O preço das portagens vai aumentar no início de 2019

O Instituto Nacional de Estatísticas (INE) anunciou, esta terça-feira, que a taxa de inflação em outubro, excluindo habitação, se fixou em 0,89%, valor que serve de referência à atualização das portagens. Os novos preços entrarão em vigor no dia 1 de janeiro de 2019.

Os preços das portagens vão agravar-se. Prevê-se uma atualização em alta de 1%, de acordo com os dados da inflação de outubro, sem habitação, que serve de referência para a definição das novas taxas. Será o terceiro ano consecutivo de subida dos preços. É com base no índice de preços do consumidor que a Brisa, tal como outras concessionárias, nomeadamente as gestoras das ex-SCUT, formula as propostas de atualização dos preços para posterior análise do Governo. A data limite para entrega da proposta é dia 15 de novembro.

Depois da entrega da proposta, o Executivo dará o seu parecer para que seja feita a atualização das portagens. Perante a “luz verde”, as novas tarifas começarão a ser cobradas aos condutores logo a partir das zero horas do 1 de janeiro do próximo ano.

Apesar do agravamento das portagens, muitos condutores vão passar a pagar menos quando circulam nas autoestradas — ou nas pontes sobre o Tejo. É que muitos automóveis que, atualmente, são taxados como Classe 2 vão passar a pagar a tarifa referente à Classe 1, fruto da revisão da legislação que definia as Classes.

Na lei que entra em vigor a 1 de janeiro de 2019 é revisto aquele que era o critério principal que levava muitos automóveis, especialmente os SUV, a pagar mais: a altura ao eixo dianteiro do carro passa de 1,10 para 1,30 metros.
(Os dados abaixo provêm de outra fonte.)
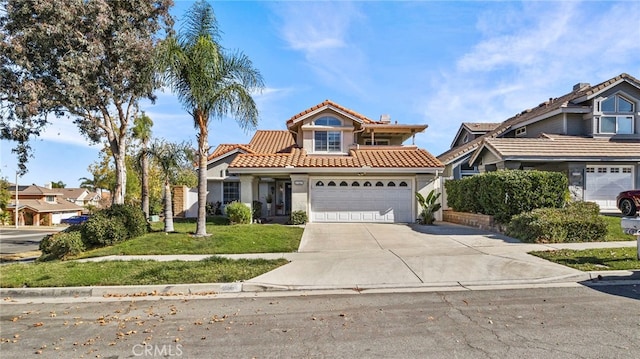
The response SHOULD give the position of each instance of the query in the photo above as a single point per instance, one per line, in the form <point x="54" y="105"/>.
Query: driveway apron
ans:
<point x="352" y="255"/>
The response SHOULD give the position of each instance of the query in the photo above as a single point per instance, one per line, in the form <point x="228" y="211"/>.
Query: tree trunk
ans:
<point x="168" y="210"/>
<point x="118" y="148"/>
<point x="203" y="152"/>
<point x="144" y="163"/>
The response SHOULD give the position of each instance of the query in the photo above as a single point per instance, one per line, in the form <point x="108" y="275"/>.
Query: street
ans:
<point x="22" y="240"/>
<point x="572" y="322"/>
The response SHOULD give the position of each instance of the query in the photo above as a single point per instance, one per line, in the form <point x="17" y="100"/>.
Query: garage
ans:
<point x="362" y="200"/>
<point x="604" y="182"/>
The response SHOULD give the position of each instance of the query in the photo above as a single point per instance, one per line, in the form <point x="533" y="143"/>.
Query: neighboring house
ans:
<point x="81" y="196"/>
<point x="592" y="134"/>
<point x="333" y="163"/>
<point x="41" y="206"/>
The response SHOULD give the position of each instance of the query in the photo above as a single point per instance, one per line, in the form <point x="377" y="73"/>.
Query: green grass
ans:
<point x="71" y="274"/>
<point x="594" y="259"/>
<point x="615" y="232"/>
<point x="223" y="239"/>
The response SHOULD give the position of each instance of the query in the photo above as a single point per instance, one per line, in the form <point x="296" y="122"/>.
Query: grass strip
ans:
<point x="249" y="238"/>
<point x="137" y="272"/>
<point x="594" y="259"/>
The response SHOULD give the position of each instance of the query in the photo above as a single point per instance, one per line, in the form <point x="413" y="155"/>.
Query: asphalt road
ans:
<point x="577" y="322"/>
<point x="22" y="240"/>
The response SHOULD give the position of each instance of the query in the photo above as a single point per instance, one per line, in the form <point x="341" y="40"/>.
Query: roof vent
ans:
<point x="580" y="86"/>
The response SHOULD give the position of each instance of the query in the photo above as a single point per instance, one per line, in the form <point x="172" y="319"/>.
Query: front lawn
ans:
<point x="223" y="239"/>
<point x="75" y="274"/>
<point x="594" y="259"/>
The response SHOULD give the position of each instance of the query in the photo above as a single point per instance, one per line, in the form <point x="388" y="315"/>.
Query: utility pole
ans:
<point x="17" y="204"/>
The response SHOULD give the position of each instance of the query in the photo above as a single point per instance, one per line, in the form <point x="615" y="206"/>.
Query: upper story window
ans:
<point x="327" y="141"/>
<point x="617" y="115"/>
<point x="327" y="121"/>
<point x="616" y="104"/>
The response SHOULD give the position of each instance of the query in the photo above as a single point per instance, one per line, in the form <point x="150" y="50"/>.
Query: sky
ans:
<point x="438" y="63"/>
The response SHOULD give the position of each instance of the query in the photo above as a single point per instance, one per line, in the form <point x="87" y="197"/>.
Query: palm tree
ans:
<point x="171" y="158"/>
<point x="210" y="84"/>
<point x="141" y="130"/>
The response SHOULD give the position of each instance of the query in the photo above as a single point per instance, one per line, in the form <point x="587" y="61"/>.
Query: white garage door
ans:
<point x="603" y="183"/>
<point x="361" y="200"/>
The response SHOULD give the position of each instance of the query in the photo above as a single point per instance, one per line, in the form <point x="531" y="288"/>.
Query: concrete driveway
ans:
<point x="361" y="255"/>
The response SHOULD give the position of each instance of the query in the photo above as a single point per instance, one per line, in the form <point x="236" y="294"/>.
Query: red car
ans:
<point x="629" y="202"/>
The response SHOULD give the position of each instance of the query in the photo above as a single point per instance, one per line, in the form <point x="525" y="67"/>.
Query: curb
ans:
<point x="598" y="278"/>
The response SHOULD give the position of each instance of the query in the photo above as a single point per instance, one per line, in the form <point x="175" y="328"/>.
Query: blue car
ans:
<point x="75" y="220"/>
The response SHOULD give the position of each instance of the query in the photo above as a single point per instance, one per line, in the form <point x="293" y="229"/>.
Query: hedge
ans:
<point x="578" y="222"/>
<point x="503" y="194"/>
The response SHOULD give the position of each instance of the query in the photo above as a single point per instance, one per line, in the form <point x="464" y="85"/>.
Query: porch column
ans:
<point x="300" y="193"/>
<point x="246" y="189"/>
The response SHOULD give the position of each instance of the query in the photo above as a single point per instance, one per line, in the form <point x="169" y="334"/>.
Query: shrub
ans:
<point x="114" y="224"/>
<point x="298" y="217"/>
<point x="102" y="230"/>
<point x="257" y="209"/>
<point x="61" y="245"/>
<point x="238" y="213"/>
<point x="578" y="222"/>
<point x="503" y="194"/>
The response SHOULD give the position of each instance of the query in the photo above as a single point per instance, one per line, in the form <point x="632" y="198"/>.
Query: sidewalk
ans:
<point x="348" y="258"/>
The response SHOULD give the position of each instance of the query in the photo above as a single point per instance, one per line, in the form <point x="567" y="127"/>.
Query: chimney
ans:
<point x="580" y="86"/>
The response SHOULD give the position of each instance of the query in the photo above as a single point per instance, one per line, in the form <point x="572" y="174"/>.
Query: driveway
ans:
<point x="366" y="255"/>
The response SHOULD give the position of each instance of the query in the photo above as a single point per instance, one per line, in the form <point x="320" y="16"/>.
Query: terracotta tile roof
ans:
<point x="548" y="106"/>
<point x="409" y="157"/>
<point x="481" y="126"/>
<point x="327" y="104"/>
<point x="272" y="142"/>
<point x="554" y="146"/>
<point x="263" y="142"/>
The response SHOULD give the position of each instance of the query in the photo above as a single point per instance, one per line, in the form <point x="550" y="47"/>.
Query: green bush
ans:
<point x="238" y="213"/>
<point x="61" y="245"/>
<point x="298" y="217"/>
<point x="578" y="222"/>
<point x="102" y="230"/>
<point x="503" y="194"/>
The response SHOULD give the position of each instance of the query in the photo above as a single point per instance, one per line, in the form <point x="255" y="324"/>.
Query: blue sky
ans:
<point x="422" y="62"/>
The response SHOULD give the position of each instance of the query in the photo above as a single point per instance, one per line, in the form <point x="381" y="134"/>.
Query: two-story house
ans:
<point x="41" y="205"/>
<point x="331" y="162"/>
<point x="592" y="134"/>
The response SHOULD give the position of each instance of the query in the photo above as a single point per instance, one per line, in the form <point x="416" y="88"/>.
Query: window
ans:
<point x="381" y="142"/>
<point x="230" y="192"/>
<point x="616" y="124"/>
<point x="327" y="121"/>
<point x="616" y="103"/>
<point x="328" y="141"/>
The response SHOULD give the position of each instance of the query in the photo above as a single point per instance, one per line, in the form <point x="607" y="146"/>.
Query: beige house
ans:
<point x="592" y="134"/>
<point x="331" y="162"/>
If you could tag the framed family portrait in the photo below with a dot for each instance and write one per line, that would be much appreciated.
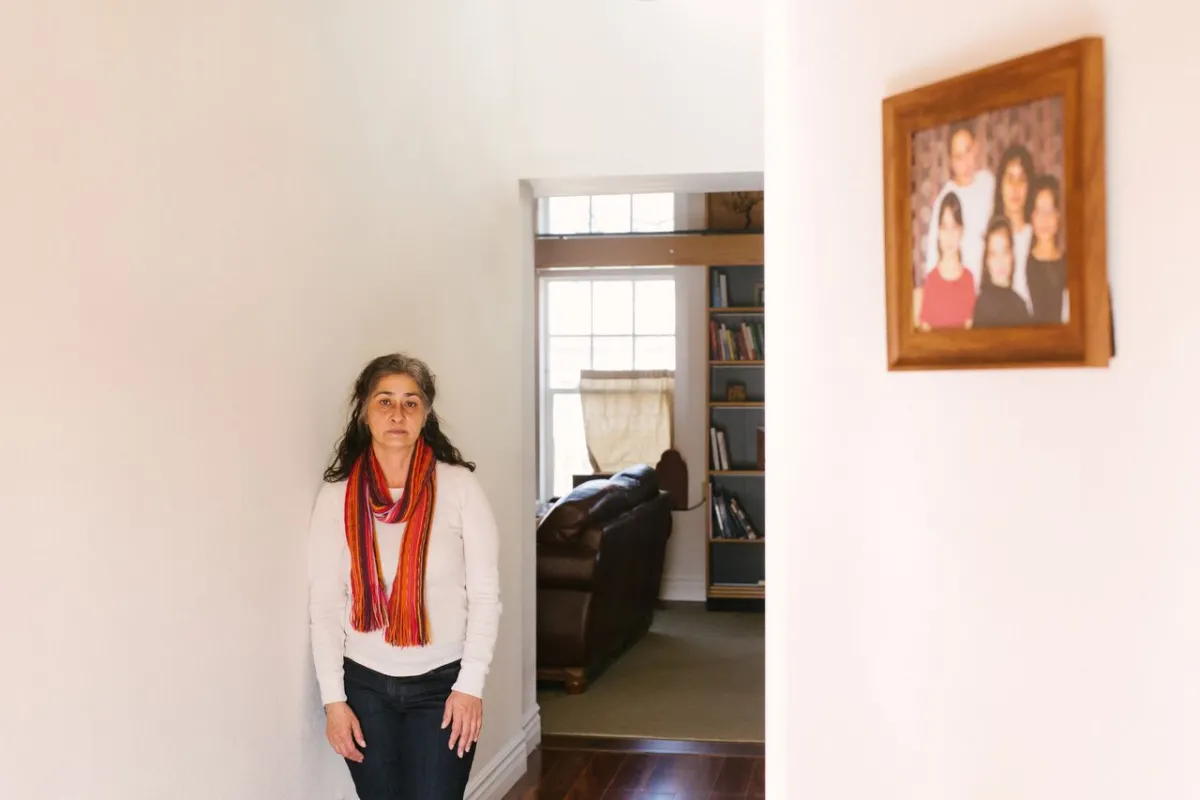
(994, 205)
Isto desde que não apresentem tração às quatro rodas permanente ou inserível.

Esta classificação de portagem aplica-se “a todos os lanços de autoestrada com portagem, independentemente do regime de exploração, implicando a modificação dos respetivos contratos de concessão ou subconcessão”, refere a lei que, salienta, no entanto, só será aplicada a veículos que cumpram as normas mais exigentes em termos de emissões de gases poluentes.